Assim como em Entre os Muros da Escola, que também foi filmado prioritariamente em um único ambiente — a sala de aula —, Cantet mostra, em Retorno a Ítaca, talento para realizar enquadramentos e transições que favorecem o tom naturalista pretendido. Soma-se a isso um elenco homogeneamente talentoso e um roteiro com diálogos inspirados, que foi baseado em um conto do escritor cubano Leonardo Padura.

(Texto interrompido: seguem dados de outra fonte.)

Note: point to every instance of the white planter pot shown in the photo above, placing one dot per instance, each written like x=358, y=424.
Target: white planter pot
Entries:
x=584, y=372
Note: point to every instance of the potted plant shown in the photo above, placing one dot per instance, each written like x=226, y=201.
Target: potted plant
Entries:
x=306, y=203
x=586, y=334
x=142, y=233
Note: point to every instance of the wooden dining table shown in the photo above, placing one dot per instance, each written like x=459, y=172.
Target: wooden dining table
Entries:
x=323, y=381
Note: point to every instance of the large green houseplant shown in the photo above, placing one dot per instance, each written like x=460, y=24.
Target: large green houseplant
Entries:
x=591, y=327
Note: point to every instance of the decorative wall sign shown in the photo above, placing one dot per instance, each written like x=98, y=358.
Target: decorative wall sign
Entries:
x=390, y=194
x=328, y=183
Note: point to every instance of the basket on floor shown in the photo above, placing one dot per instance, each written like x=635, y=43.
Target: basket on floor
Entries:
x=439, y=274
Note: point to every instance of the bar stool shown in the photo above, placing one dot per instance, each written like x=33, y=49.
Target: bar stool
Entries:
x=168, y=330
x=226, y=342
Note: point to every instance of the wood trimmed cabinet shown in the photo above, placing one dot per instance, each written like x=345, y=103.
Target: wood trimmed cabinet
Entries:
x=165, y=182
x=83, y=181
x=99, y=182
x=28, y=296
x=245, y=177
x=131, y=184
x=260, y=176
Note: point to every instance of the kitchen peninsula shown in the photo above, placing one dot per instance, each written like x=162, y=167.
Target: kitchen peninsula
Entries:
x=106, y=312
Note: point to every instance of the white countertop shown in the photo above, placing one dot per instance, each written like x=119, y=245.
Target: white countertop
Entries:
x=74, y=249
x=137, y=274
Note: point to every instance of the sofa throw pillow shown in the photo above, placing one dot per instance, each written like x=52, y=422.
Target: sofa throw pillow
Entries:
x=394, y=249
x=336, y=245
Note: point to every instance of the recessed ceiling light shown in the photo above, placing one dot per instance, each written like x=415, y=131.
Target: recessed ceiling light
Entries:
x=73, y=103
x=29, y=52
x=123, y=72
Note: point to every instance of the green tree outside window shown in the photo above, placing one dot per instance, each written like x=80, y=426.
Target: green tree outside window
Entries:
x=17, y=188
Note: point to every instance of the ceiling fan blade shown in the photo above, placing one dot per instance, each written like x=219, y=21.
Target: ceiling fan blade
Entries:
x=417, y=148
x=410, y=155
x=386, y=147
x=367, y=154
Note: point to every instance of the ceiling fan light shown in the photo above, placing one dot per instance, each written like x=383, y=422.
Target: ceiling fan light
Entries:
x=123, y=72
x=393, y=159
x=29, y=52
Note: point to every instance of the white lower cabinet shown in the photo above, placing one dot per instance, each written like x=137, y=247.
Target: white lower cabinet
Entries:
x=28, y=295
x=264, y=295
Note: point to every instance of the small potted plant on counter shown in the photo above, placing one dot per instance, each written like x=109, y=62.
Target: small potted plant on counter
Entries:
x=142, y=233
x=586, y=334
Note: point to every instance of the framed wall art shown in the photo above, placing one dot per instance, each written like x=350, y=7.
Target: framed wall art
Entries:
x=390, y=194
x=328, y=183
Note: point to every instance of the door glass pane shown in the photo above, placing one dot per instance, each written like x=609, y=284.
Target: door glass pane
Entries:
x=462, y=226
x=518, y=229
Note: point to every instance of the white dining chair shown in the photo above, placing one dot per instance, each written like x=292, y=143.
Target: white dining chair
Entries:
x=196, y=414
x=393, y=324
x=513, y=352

Assista ao trailer legendado de 'Retorno a Ítaca':
Atração e repulsa
Como bem notou o cineasta Eduardo Coutinho em seu documentário As Canções, as músicas são capazes de suscitar uma rica gama de memórias e sentimentos em cada pessoa. No caso de Retorno a Ítaca, já na abertura há uma canção que demonstra a euforia que os amigos sentem devido ao reencontro. Aos poucos, este estado de espírito dá lugar às mágoas, às frustrações, aos questionamentos guardados durante anos por cada um daqueles indivíduos, e a trilha sonora ouvida por eles também pontua essas mudanças de humor.

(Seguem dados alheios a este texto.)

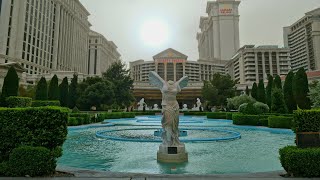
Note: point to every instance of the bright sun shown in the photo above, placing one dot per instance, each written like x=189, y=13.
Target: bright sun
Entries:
x=154, y=32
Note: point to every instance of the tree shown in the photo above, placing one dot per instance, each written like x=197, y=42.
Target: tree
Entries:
x=288, y=93
x=10, y=85
x=96, y=95
x=261, y=92
x=247, y=91
x=254, y=91
x=301, y=89
x=73, y=93
x=64, y=92
x=119, y=76
x=315, y=95
x=42, y=90
x=218, y=89
x=269, y=90
x=278, y=104
x=277, y=82
x=53, y=93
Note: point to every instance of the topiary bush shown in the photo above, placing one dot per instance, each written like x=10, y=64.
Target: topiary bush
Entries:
x=300, y=162
x=195, y=113
x=15, y=101
x=306, y=121
x=73, y=121
x=43, y=126
x=45, y=103
x=216, y=115
x=32, y=161
x=280, y=122
x=261, y=108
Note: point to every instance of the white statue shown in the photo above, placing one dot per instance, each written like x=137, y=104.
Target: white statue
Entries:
x=141, y=104
x=170, y=107
x=198, y=103
x=185, y=107
x=155, y=107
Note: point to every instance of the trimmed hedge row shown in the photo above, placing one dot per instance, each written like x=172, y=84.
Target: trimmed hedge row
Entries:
x=216, y=115
x=45, y=103
x=195, y=113
x=306, y=121
x=43, y=126
x=15, y=102
x=280, y=122
x=300, y=162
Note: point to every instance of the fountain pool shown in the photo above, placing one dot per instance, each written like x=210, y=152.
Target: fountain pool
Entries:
x=130, y=145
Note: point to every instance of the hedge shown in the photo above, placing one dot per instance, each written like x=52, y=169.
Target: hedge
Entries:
x=300, y=162
x=195, y=113
x=45, y=103
x=253, y=120
x=15, y=101
x=32, y=161
x=216, y=115
x=280, y=122
x=82, y=118
x=229, y=115
x=42, y=126
x=306, y=121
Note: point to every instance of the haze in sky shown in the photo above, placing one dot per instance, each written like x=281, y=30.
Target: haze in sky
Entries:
x=143, y=28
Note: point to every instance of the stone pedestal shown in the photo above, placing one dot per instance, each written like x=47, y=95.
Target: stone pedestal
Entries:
x=172, y=154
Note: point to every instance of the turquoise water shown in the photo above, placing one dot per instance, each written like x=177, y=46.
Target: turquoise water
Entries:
x=255, y=151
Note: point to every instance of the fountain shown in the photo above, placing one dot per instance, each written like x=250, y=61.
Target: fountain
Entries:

Há, no filme, um evidente tom crítico em relação ao regime dos Castro. A crença nos ideais do regime socialista, outrora compartilhada pelos personagens, dá lugar ao ceticismo e a sobrevivências frustradas. Por outro lado, existe também um apego sentimental evidente em relação à terra natal, como pode ser visto na gozação dos homens ao time de beisebol local ou no desejo de Amadeo de recuperar, em Cuba, a inspiração criativa de escritor perdida na Europa.
Os personagens de Retorno a Ítaca sentem, ao mesmo tempo, atração e repulsa pela ilha. É uma relação diferente, por exemplo, do que a que possui a geração posterior — representada no filme pelo filho de Aldo —, que parece trazer apenas a frustração consigo, e não mais as esperanças de seus pais no regime socialista.
Com as expectativas de um novo rumo para Cuba a partir das perspectivas abertas pela retomada de relações diplomáticas com os EUA, é possível que esses sentimentos, tão bem captados por Laurent Cantet neste filme, se modifiquem ainda mais em um futuro próximo.